La corsa ai terreni agricoli continua
A sollevare il problema è stata la Coldiretti, che spiega come l'acquisto dei terreni in Africa e Sud America avvenga per scopi agricoli, ma che l'interesse si estende anche alle risorse minerarie ed energetiche che vengono sottratte alle comunità locali. Diverso il caso dell'Islanda. L'acquisto di terreno da parte di uno degli imprenditori immobiliari più ricchi in Cina, ha l'obiettivo di realizzare un resort per ecoturismo con un progetto di 100 milioni di dollari.
Ma Pechino non è nuova a queste operazioni e, anzi, dimostra di perseguire una strategia di approvvigionamento alimentare che deve far pensare. Il Paese, infatti, è stato il principale protagonista dell'acquisto di terreni coltivabili nel mondo a partire dal 1995 nello Zambia, per poi investire in 3 milioni di ettari di terreno per la sola coltivazione del riso un po' in tutta l'Africa, oltre che in Messico, Cuba, Laos. È un'operazione effettuata con oculatezza, andando a cercare i terreni migliori e a più buon prezzo.

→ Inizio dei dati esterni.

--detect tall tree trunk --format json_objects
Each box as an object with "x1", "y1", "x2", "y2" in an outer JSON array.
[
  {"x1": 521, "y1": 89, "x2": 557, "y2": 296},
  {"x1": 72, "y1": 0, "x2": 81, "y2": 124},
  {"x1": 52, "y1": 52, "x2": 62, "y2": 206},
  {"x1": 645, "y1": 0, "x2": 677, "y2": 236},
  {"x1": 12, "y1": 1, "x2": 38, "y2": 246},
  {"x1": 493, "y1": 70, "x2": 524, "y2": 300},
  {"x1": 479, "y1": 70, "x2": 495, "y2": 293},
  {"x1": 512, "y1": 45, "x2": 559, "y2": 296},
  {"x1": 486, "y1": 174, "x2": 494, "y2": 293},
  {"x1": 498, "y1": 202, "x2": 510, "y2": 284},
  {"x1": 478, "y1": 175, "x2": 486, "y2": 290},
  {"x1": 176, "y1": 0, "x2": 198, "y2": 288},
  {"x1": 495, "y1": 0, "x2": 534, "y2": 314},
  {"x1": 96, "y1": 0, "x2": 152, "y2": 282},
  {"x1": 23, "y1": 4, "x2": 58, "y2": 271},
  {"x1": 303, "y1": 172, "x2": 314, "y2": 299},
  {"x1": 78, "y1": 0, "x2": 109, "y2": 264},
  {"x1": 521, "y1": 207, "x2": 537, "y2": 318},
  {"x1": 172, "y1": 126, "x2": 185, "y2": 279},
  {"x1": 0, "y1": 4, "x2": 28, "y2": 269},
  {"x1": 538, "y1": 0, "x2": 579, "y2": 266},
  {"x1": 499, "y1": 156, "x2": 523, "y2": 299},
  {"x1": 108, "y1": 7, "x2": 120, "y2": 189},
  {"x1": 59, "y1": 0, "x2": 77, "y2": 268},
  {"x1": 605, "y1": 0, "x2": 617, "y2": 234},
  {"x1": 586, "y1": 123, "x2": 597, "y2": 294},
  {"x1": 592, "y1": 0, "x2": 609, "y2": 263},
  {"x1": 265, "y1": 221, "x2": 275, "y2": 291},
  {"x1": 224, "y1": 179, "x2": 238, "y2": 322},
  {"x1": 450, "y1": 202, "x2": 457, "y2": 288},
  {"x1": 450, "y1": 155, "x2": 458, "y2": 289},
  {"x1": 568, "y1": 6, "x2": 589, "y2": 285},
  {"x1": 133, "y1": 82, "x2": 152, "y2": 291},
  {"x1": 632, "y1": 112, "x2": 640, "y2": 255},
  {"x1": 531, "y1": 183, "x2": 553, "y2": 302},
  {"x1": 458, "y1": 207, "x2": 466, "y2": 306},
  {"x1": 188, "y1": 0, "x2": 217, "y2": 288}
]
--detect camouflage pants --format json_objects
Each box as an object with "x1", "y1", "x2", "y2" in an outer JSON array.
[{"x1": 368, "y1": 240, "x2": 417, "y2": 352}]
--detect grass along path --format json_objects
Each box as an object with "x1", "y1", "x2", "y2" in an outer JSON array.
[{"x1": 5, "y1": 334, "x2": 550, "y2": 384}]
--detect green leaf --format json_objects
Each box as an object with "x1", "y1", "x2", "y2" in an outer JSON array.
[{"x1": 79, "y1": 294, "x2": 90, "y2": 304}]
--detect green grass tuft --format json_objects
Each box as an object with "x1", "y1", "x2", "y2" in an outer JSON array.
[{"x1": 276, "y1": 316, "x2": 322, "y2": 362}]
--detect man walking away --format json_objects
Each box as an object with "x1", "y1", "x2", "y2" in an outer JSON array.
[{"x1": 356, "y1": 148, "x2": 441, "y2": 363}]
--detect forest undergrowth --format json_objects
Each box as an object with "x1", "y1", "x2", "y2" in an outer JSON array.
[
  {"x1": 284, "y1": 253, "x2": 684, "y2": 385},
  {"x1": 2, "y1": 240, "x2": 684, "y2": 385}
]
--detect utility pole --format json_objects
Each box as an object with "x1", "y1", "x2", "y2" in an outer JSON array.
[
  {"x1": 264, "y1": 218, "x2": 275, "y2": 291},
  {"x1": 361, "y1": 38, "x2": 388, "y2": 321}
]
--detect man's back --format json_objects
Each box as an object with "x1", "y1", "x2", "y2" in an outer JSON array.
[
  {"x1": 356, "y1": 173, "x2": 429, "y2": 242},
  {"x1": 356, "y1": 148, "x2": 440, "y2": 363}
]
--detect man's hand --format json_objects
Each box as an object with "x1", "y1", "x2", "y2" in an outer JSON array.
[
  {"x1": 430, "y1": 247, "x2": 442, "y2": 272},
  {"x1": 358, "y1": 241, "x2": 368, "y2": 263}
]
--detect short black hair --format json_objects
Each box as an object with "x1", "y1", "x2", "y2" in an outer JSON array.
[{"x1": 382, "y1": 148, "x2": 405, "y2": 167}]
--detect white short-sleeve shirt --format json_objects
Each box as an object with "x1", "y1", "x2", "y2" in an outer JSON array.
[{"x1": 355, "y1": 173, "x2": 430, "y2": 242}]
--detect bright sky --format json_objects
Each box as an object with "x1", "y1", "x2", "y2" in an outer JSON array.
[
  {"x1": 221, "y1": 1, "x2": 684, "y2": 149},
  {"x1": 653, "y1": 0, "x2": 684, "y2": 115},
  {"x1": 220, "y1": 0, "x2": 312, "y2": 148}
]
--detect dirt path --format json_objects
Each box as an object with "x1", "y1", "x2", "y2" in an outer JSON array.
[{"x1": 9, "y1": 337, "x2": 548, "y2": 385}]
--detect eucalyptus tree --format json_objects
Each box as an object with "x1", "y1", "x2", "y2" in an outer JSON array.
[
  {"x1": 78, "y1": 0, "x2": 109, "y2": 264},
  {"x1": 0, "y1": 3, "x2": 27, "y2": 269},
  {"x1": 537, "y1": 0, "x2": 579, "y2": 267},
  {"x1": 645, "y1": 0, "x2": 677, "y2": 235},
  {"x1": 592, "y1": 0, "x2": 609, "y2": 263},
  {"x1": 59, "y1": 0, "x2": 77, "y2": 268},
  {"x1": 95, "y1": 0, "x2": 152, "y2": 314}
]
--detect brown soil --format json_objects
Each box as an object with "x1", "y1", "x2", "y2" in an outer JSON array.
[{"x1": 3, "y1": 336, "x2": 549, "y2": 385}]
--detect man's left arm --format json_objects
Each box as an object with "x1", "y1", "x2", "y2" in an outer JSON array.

In Africa, per esempio, il terreno costa meno e sono stati firmati accordi in materia di cooperazione agricola che hanno portato all'insediamento di 14 aziende di Stato in Zambia, Zimbabwe, Uganda e Tanzania, mentre si prevede che presto un milione di nuovi imprenditori agricoli cinesi potrebbe essere presente nel continente.
Tutto ciò ha un nome e una condanna. Il nome è "land grabbing" e la condanna è arrivata dalla Fao, perché l'accaparramento di terreni agricoli sottrae le risorse primarie ai Paesi interessati, che spesso si trovano in condizioni di difficoltà economica. Si tratta, secondo la Coldiretti, di una «nuova forma di colonialismo» favorita da una globalizzazione senza regole che tratta le risorse primarie come beni qualunque e favorisce le speculazioni. Ed è difficile dar loro torto.